Unfortunately the methodology has a serious flaw until the Demcratic primary is over, and that is the fact that Clinton supporters are likely to shift their perceptions dramatically once Obama is the "annointed" candidate. My view is that almost all of Clinton's support will flow to Obama even though at this time there are many Clinton supporters saying they won't vote at all or will even support McCain.

My view is supported by the 15 day average which shows Obama winning general election while the 50 day average favored McCain.
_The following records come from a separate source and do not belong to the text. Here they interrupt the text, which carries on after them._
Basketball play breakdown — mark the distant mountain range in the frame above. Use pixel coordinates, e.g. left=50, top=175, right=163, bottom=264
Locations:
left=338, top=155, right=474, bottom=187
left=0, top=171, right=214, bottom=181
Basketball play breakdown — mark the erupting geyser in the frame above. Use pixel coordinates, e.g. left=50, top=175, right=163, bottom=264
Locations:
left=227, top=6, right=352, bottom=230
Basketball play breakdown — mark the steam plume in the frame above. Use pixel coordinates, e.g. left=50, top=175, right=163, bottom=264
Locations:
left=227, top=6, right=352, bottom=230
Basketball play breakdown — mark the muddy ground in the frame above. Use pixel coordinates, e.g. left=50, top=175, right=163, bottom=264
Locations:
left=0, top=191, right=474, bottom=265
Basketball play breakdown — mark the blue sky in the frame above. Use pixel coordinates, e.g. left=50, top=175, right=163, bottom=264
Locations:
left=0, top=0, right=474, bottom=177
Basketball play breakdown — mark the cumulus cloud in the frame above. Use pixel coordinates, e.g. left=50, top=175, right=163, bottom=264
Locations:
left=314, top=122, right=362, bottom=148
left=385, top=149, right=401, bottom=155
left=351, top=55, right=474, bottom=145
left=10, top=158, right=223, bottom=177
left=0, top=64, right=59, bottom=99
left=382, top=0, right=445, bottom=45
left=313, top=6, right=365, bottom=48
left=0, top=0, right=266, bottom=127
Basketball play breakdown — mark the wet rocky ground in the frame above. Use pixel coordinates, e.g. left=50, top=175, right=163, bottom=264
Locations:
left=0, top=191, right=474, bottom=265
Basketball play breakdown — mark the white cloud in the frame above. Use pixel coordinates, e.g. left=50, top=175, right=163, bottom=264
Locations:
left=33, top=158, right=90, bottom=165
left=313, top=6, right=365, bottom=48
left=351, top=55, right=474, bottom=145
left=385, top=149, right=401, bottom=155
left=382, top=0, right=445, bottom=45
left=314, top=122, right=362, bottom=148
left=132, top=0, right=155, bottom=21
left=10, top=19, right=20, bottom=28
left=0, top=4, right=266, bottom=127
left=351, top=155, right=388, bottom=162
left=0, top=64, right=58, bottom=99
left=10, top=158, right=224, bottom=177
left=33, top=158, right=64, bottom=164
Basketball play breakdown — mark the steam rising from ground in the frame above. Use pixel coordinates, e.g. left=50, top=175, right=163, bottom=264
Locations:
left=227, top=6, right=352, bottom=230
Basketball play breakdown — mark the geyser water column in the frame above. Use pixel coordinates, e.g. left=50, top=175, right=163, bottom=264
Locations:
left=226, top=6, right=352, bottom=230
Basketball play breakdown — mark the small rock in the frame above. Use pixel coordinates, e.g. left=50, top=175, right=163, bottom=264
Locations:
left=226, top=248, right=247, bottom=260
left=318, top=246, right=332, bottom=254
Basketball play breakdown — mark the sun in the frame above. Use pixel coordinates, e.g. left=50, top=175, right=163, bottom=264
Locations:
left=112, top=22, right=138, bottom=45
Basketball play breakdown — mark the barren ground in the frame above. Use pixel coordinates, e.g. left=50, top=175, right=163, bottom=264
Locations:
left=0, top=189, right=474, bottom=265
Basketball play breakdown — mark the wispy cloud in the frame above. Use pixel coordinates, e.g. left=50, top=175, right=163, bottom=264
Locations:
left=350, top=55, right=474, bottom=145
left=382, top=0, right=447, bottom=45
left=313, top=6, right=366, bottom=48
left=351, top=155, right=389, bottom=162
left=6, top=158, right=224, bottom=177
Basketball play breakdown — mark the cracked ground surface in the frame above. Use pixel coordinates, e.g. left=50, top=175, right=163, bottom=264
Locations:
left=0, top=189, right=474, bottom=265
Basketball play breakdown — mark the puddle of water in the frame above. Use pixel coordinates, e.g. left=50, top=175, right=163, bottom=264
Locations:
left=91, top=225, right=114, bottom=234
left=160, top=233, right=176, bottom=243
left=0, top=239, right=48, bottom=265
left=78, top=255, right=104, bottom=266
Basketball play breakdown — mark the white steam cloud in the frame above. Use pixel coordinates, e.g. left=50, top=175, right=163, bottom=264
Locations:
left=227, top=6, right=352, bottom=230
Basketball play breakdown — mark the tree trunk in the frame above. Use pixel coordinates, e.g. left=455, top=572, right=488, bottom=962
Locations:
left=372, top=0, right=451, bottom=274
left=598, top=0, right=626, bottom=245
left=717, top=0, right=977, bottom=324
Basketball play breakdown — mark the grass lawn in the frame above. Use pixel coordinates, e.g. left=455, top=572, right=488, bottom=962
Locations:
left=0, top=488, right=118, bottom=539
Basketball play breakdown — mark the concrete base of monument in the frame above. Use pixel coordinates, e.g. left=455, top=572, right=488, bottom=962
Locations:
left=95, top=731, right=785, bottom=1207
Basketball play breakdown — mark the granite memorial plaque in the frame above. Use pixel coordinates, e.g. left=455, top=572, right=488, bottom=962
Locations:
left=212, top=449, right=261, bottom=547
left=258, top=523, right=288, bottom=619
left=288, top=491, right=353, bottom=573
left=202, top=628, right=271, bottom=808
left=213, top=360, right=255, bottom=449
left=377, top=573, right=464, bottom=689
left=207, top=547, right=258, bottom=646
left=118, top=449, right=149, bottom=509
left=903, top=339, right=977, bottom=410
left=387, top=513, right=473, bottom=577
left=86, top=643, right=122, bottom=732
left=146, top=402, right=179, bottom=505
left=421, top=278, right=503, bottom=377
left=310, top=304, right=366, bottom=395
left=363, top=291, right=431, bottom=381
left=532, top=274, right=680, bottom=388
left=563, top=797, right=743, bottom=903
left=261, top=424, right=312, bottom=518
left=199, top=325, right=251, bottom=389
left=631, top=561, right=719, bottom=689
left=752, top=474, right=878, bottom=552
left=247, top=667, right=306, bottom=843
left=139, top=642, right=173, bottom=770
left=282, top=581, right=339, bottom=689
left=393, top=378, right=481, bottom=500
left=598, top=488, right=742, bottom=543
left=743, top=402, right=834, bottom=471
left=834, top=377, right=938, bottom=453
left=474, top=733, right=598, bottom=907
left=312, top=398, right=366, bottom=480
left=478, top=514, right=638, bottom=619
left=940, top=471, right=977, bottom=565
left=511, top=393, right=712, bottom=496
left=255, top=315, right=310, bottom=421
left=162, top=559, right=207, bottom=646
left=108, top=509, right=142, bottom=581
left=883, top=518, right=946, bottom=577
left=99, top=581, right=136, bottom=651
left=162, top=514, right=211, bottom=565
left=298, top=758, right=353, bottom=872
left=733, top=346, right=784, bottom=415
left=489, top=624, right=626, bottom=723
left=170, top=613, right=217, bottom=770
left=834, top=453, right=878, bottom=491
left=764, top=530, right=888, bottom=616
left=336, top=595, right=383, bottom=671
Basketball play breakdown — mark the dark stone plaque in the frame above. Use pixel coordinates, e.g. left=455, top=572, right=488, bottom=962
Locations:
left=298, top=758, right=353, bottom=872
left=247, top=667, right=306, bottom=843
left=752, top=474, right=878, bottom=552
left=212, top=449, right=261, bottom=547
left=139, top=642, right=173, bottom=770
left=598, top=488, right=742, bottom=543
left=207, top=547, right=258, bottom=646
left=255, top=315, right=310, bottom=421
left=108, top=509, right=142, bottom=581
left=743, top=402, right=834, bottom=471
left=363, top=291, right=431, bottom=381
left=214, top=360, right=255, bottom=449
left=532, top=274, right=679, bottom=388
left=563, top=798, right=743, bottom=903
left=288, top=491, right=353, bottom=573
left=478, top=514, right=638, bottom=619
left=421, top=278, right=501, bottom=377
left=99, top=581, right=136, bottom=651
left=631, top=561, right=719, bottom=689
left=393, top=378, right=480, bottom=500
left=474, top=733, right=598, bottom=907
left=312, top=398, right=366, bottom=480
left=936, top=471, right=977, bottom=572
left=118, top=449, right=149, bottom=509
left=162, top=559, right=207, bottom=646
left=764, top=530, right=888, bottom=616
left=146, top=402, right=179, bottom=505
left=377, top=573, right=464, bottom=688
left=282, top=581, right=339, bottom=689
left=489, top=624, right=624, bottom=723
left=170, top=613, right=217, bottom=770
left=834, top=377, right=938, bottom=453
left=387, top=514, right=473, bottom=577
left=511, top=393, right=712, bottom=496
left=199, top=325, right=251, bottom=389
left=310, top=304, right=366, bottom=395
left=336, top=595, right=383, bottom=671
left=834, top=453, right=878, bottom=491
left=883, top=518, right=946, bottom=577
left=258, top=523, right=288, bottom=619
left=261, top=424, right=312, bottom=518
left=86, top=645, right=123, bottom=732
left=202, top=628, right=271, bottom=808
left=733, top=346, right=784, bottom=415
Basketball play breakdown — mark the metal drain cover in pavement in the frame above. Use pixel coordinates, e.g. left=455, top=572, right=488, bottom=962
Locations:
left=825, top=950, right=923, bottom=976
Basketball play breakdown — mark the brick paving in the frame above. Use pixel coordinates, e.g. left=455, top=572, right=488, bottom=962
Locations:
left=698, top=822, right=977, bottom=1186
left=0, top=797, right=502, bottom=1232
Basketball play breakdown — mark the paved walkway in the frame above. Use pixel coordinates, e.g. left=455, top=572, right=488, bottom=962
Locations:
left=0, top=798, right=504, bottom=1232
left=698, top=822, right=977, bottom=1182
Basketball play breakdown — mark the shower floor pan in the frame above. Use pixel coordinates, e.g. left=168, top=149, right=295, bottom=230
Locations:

By next week, when the Democratic Primaries are wrapped up and Obama will be the presumptive adn perhaps the actual winner, I think the electoral voting will line up with national polling and show Obama with a strong lead over McCain.

Obama to Clinch Nomination within minutes after SD Polls Close

Extremely reliable sources are reporting that some superdelegates will pledge to Obama *immediately* after the polls close in South Dakota on Tuesday June 3rd.

The pressure to commit to Obama and effectively line oneself up with the next President is already weighing heavily on the remaining superdelegates and it is likely the party will seek to have a large block - enough to put Obama over the top - commit to him Tuesday night.

Prediction: Obama will clinch the nomination Tuesday, and Clinton will concede Wednesday morning.

Half a disenfranchisement is better than a whole

The Democratic Party rules committee has decided to give half power to the delegates from Florida and Michigan. Had this decision been made earlier it would have seemed wiser than now,and Clinton is suggesting she may dispute this decision later. The inept process has made the end of the Democratic Primary as much an example of contentiousness and poor planning as party unity, which is still sorely lacking for the Democrats.

The Clinton campaign is now making the (correct) case that more voters cast a vote for her than for Obama, although the process is not about total votes and thus it's not clear how you should allocate, for example, caucus activity since those states did not have a popular vote.

As with the 2000 election we are seeing that our "democracy" is ... seriously flawed. Rather than simply count everybody's vote in both primaries and the general election we have system that are designed to "balance out" the process but have been co-opted by party insiders to make it messy and questionable. The solution is very, very simple. One person, one vote, abolish delegate voting and abolish electoral college.